Another point made by the documentary was that soups are always better if you want to control your hunger & eventually the intake of food. They performed this experiment on 2 groups of people working in the same unit, putting in equal hours & doing the same job. One group was given normal lunch along with a glass of water to be had after their meal, while for the other group they simply blitzed the same lunch with that glass of water to make it into a ‘soup’. Each of these groups were observed after an interval of 1-2 hours and asked how they felt & the group that had the ‘soup’ felt fuller for a longer time.

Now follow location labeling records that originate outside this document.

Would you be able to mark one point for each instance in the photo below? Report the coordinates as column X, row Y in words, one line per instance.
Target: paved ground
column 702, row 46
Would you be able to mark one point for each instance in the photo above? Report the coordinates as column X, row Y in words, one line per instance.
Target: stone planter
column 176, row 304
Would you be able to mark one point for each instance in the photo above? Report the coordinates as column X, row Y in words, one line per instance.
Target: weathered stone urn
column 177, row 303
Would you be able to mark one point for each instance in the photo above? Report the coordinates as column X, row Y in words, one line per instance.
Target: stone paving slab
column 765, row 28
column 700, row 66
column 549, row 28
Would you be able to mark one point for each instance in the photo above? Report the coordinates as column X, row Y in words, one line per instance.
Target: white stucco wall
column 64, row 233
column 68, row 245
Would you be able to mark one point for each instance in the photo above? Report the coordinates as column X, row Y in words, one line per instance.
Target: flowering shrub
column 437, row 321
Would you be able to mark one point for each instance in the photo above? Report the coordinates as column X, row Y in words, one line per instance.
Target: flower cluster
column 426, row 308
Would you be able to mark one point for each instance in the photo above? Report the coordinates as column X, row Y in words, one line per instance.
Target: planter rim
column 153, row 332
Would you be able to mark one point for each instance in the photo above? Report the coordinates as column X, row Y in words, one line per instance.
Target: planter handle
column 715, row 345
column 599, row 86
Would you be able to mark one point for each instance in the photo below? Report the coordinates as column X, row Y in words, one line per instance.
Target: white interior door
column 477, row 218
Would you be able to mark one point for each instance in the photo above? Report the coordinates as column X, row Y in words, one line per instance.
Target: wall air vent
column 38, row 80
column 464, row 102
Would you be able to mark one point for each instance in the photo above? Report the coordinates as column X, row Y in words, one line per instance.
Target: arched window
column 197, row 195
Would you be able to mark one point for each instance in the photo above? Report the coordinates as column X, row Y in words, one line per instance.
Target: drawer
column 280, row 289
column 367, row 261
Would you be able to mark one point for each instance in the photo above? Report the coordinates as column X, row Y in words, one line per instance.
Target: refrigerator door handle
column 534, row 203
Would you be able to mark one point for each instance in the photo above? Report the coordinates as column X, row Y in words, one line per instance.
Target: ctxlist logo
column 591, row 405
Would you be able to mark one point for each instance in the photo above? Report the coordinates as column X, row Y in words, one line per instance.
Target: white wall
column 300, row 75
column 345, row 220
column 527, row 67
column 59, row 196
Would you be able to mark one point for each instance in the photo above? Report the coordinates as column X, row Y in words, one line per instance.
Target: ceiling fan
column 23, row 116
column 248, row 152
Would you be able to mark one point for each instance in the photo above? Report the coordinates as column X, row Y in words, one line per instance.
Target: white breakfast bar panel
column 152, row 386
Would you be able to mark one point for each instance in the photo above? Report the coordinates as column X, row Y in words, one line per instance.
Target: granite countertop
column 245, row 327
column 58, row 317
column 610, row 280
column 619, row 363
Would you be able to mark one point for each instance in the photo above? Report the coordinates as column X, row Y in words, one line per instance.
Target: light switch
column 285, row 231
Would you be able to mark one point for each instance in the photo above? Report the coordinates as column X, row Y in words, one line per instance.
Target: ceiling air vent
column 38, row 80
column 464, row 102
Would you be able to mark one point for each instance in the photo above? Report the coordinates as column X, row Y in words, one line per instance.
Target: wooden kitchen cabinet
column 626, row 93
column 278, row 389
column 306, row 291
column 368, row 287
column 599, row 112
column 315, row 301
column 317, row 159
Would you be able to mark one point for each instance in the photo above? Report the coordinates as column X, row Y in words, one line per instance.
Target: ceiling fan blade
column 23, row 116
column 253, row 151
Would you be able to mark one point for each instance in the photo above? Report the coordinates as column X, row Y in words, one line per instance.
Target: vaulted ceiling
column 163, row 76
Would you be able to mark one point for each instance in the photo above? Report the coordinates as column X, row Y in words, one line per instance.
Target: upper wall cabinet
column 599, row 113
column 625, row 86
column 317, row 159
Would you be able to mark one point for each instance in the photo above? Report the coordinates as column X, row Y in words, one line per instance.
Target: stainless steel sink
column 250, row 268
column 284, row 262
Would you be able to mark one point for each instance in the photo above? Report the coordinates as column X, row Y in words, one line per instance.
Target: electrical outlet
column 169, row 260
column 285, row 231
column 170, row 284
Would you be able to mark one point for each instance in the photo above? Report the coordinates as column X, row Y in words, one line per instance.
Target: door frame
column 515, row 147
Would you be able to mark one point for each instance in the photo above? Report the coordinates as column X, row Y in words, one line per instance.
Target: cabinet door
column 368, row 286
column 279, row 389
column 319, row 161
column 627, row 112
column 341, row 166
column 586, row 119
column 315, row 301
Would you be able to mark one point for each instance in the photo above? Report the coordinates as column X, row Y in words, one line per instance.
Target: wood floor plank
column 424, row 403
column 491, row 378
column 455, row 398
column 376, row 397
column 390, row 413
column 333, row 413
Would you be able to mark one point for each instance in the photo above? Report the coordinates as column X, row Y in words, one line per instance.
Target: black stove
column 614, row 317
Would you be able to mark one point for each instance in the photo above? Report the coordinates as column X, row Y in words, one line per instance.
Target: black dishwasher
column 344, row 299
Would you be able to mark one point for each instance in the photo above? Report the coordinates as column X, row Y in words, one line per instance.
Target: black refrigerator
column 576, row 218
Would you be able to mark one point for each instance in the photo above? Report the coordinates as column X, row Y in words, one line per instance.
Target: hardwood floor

That was enough motivation for me to try soups, otherwise for me it always meant the odd Tomato or Sweet corn soup in an Indian Restaurant or more recently Heinz Cream of Tomato Soup. So this one was a prefect transitional soup, having tomatoes but being a little different from the soups that I am used to. Whats more, its very simple to make as well.

Spicy Tomato & Beans Soup

Picture 287


  • 3-4 cups chopped Tomatoes
  • 1 cup cooked Red Kidney Beans
  • 1 medium sized onion, chopped
  • 1 clove of garlic, chopped
  • 1 tblspn Olive Oil
  • 1/2 tsp Red Chilli powder (Adjust according to taste or spice level)
  • 1 tblsp chopped basil (I used dried)
  • 1./2 tsp Oregano
  • 1/2 tsp Sugar
  • salt & Pepper


Heat the olive oil in a pan and sauté the onions & garlic till the onions turn translucent.

Add the tomatoes & the chilli powder and cook till the tomatoes are mushy.

Add 3 cups of water, bring to a boil and then simmer till the tomatoes are completely cooked.

Blend this mixture either in a food processor or use an immersion blender and then return this to heat.

Add the red kidney beans, oregano, basil, sugar, salt & pepper and continue to heat for about 5-7 min.

Serve hot.

Picture 297

My Notes: We found that this soup was quite filling because of the Red Kidney beans and we didn't need anything else to go with it.